Given that we seem immersed, today, in a sea of things MADE IN CHINA, it is important to clarify that this calligraphic, floating forest of reeds, branches, and surreal species was MADE IN QUEENS, a commission for a vast, glassed-in atrium space in an office complex.  Jungle Tango, like earlier, similar works by this artist, is based on a conscious mingling of Asian and Western botanical, horticultural, anthropomorphic, and zoological phenomena that, for Fay, become metaphors for man, nature and nature in our hyper-cultivated, overheated—we’re speaking globally, here—interbred world of the twenty-first century.

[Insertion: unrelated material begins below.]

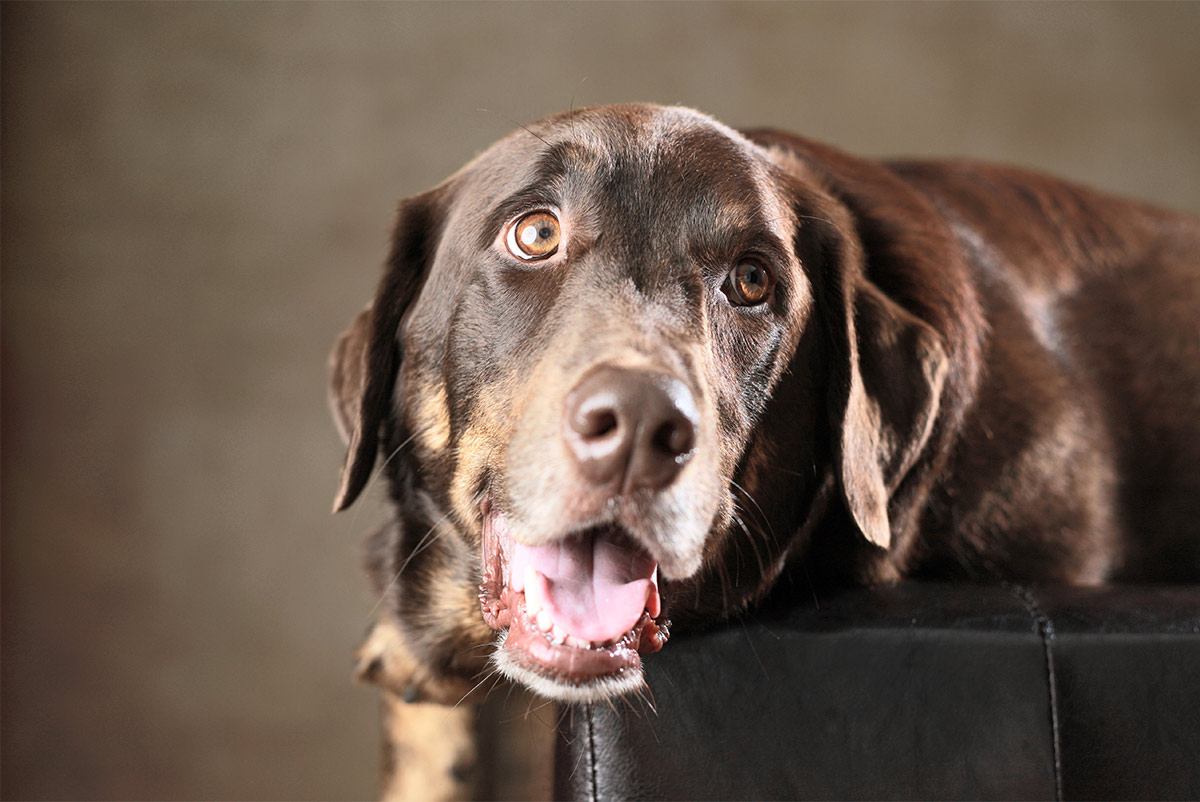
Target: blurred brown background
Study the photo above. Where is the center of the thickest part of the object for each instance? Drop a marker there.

Fay compares his work to that of botanists and scientists ransacking land and sea for specimens with which to conduct experiments in grafting, transplating, and crossbreeding—and more infernal practices.  For some, the ecosystems of Fay may prompt recollections of the similarly biomorphic, large-scaled, and enveloping sculptures of the prematurely deceased American artist, Nancy Graves.  She, too, enjoyed the study of nature and the multiplicity of its vegetation, and those elements, hybridized with other natural, or manmade found objects were the armatures for her complex bronze castings.  Fay elects to fabricate in more ephemeral media, but the two artists’ works—East meets West—have a common impulse: to generate novel, seductive forms.

It is quite possible that future, festive trips to the Farmers Market may never feel quite the same once you’ve had Ming Fay demonstrate for you the secret of life- now sprightly, now creepy-crawly—of fruits and veggies.